The Little Fir Tree, first published in 1954, is a timeless story of love, hope, and miracles. A small fir tree sits alone in the forest over the years until it grows big enough to become a Christmas tree. A father, looking for a tree for his young bedridden son, finds the little tree and digs it up to take home:
So—tenderly the man dug into the not-quite-frozen ground. He dug a big wide hole around the little fir tree. Tenderly he took all the far-flung roots and tied them in a gunnysack.
Then he lifted the little fir tree high in the air and proudly he bore him through the forest.
The anticipation of the little boy is captured in both the text and the illustrations as the father brings the tree home and places it in the little boy’s room for Christmas. Each spring, the father takes the tree back to the forest and replants it.
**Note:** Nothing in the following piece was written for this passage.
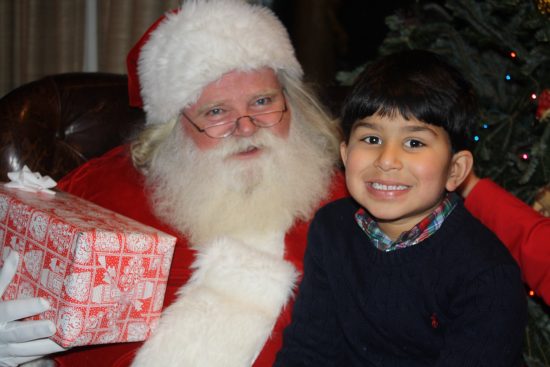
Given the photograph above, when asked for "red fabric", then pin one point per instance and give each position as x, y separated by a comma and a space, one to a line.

This occurs each year, until one year when the father does not come:
There he was, a little fir tree in a big empty field. The big trees in the great dark forest were far away. The stars were far away.
And without Christmas the world seemed big and cold and empty.
This is so poignantly true, and we are reminded of a deeper message here.
Jim LaMarche’s illustrations are so beautiful and perfect that almost any page of The Little Fir Tree would be suitable for framing. The family and friends are depicted as warm, caring, and loving as they all gather around the tree in the little boy’s room and sing carols, bringing the “great celebration of Christmas” to him. Nature plays a vital role in the book—the change of the seasons, the little fir tree in his element, the little boy’s nature shelf, and his view from his window:
After Winter, Spring came in, flashing with birds and flowers, and the little fir tree was returned to the woods.
Summer droned its bee-buzzing days around him.
And Autumn came and whirled milkweed parachutes past his head.
Both the pictures and the words are lovely and sweet and complement each other to create a captivating world for the reader.
My boys and I look forward to reading The Little Fir Tree again and again.